La gamme française ne compte plus qu’un seul moteur, un 2.4 Diesel D-4D de 150 ch. La voiture pèse plus de deux tonnes, aussi la puissance s’avère juste suffisante pour le quotidien sur l’asphalte. Son chrono de 13 secondes pour atteindre les 100 km/h donne une idée de sa nervosité, mais ses reprises néanmoins n’ont rien de ridicule. Les suspensions à lames à l’arrière ne sont toujours pas taillées la route, et pourtant le confort s’améliore. Il fait mieux que les anciennes générations de 4X4 avec lesquelles il fallait faire attention hors des chemins. Le nouvel Hilux se conduit normalement, sans précautions particulières. Il faut faire avec l’arrière qui benne vide, sautille sèchement sur les irrégularités de bitume.

Sur les chemins

Sa force réside dans sa capacité à justement s’écarter des axes goudronnés. Et pour cela, il s’équipe de ce qu’on attend d’un Hilux, avec une transmission à rapports courts et un mode 4X4 à la carte, sans oublier une aide à la descente indispensable pour ne pas se laisser emporter sur une pente abrupte. Il sait jouer les aventuriers, et du moment qu’on n’oublie pas d’enclencher tout ce qu’il faut pour affronter la nature hostile (des procédures parfois compliquées), il n’a tout simplement peur de rien. Cependant compte tenu de son encombrement pour le moins massif, il faut faire parfois attention entre les arbres et les pierres. Ensuite, la voiture fait presque le boulot toute seule, celui du conducteur étant de bien placer les roues où il faut, une tâche pas si évidente que ça en a l’air.
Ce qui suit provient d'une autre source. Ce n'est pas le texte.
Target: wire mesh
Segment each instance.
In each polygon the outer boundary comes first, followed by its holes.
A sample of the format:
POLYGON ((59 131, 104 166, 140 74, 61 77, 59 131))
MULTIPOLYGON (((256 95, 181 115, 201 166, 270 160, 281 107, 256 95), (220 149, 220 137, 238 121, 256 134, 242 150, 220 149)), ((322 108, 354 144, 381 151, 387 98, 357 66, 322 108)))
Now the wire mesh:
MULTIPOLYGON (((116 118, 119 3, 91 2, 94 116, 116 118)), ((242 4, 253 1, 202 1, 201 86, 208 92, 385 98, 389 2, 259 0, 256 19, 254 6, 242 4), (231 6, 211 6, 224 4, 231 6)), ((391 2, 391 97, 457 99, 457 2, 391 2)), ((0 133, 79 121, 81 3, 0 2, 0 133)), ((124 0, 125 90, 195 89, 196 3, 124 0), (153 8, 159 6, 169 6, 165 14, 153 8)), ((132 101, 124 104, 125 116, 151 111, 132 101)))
On se surprend à grimper des montées qui semblent à première vue impossibles à gravir, et évoluer sur un terrain meuble et sablonneux sans jamais se retrouver coincé. Les croisements de ponts, voilà un exercice dans lequel il s’en sort aussi haut la main. On vous passe les détails techniques, mais pour simplifier, on peut choisir de rouler en 2 roues motrices, 4X4 normal ou 4X4 avec rapports courts. En effet, l’intégrale n’est pas permanente. Ce n’est pas le cas tous les concurrents, qui, pour la plupart de notre point de vue, auraient passé le même type d’obstacles également, avec un mode off road plus simple d’utilisation.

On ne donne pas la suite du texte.